Une mission taillée sur mesure pour ce licencié en éducation physique arrivé en Belgique en 2008, en provenance du Lavandou, afin d’accomplir ses études de kiné. Il a, ensuite, suivi différentes formations chez nous.
"Après la kiné, j’ai enchaîné avec la thérapie manuelle sportive et l’ostéopathie, qui sont des spécialisations longues, puis j’ai fait d’autres formations plus courtes, dont le dry-needling (NDLR : la puncture par aiguille sèche), explique Julien Scheuer.

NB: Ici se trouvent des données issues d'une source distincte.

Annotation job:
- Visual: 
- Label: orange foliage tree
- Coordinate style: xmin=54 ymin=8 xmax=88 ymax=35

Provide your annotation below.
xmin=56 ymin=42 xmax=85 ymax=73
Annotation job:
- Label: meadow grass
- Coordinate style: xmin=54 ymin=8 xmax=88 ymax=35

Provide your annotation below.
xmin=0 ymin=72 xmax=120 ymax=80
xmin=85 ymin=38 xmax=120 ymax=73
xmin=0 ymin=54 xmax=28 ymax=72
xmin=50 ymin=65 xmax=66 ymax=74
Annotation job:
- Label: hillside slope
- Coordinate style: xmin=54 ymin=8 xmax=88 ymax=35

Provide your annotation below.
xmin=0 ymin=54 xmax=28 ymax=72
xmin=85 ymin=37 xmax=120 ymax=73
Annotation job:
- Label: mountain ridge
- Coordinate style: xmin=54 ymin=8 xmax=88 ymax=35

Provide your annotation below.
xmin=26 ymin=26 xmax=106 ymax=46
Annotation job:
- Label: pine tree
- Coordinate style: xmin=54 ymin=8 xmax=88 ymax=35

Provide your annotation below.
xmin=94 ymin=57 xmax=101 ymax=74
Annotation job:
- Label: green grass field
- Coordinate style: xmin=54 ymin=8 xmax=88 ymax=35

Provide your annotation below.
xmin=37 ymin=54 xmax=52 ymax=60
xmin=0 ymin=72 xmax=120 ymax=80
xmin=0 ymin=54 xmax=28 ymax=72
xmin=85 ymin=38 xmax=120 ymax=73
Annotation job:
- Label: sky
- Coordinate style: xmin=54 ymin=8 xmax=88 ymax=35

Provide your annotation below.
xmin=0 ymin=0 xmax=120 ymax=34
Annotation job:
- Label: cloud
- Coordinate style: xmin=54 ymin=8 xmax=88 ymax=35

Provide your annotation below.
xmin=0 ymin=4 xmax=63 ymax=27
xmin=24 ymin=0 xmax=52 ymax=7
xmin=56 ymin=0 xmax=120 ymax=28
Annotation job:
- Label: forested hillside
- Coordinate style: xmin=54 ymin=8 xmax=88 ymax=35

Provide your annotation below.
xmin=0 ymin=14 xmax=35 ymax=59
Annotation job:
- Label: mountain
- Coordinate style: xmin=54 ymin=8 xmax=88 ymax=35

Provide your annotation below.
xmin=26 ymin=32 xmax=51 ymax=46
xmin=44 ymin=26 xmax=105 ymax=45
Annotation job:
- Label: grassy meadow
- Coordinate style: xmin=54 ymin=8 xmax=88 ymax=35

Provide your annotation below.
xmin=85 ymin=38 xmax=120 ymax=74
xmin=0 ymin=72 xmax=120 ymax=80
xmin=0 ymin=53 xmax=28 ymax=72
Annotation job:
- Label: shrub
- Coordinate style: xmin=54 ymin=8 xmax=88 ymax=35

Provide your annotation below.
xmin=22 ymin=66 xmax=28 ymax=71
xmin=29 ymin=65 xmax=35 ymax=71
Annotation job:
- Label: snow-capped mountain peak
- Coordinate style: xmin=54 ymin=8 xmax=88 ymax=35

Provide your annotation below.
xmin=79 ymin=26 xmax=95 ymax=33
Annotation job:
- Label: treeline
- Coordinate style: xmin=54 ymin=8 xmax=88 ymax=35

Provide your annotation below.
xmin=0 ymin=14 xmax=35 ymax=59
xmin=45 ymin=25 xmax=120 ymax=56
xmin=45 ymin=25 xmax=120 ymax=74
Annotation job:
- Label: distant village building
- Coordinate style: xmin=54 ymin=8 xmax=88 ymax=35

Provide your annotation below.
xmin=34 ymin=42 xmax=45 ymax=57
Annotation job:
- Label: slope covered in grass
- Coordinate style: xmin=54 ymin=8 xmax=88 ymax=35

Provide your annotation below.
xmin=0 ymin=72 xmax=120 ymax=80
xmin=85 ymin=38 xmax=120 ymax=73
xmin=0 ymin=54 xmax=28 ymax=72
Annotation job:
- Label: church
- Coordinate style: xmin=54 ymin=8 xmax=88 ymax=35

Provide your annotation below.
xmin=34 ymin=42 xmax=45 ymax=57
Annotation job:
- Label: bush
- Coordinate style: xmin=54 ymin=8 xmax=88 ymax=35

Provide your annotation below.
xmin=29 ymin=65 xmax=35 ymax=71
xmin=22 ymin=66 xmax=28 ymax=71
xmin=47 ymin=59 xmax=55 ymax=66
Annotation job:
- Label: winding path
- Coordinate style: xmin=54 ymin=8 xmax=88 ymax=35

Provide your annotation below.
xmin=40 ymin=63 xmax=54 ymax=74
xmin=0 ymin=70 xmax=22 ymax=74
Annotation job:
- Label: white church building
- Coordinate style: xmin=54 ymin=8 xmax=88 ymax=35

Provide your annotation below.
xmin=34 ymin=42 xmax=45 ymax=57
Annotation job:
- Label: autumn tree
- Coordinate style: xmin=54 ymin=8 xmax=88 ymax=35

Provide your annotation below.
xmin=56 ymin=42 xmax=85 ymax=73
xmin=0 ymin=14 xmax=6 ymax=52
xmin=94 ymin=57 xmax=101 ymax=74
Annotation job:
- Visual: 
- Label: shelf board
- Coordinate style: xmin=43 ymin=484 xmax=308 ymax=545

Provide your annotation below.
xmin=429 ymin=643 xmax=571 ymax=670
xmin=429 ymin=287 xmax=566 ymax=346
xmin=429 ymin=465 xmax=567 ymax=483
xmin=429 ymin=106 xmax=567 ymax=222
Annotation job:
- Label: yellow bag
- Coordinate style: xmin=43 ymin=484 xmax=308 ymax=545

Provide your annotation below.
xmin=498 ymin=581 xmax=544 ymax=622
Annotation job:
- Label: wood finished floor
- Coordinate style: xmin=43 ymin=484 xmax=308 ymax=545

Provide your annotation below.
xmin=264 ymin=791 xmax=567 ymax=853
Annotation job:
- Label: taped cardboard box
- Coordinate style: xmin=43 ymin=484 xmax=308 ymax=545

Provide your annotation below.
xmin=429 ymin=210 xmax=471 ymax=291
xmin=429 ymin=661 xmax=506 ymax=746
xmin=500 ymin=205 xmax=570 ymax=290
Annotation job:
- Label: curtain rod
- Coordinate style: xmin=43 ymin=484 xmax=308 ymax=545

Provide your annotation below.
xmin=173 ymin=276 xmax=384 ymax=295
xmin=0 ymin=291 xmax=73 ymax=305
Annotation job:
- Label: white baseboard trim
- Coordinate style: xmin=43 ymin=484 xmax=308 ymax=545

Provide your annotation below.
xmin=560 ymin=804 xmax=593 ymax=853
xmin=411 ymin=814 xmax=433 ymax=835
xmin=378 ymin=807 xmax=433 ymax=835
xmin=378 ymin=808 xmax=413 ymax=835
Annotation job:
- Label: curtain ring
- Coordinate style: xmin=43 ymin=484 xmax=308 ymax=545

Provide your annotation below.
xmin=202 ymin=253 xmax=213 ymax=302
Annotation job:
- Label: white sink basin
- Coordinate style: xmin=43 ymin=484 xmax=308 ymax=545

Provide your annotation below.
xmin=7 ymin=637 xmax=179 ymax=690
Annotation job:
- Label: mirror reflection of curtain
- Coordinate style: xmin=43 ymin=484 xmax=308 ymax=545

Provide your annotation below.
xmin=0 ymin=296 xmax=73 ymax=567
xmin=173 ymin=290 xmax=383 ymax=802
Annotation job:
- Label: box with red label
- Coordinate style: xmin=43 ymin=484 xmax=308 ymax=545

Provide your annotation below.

En ce moment, je me forme aussi à la prévention des blessures en course à pied à la clinique du Coureur. Vous savez, à l’heure actuelle, il faut posséder un bagage énorme pour s’occuper d’un athlète. Avec Nafi Thiam, par exemple, je ne vais pas faire que de l’ostéo, je vais faire aussi de la kiné, je vais mobiliser, etc. On ne peut plus se cantonner à un seul aspect des choses. Notre métier évolue tout le temps ! À l’école, on t’apprend une certaine base, mais rien ne remplace le terrain. Acquérir une certaine maîtrise prend du temps, ça vient avec l’expérience."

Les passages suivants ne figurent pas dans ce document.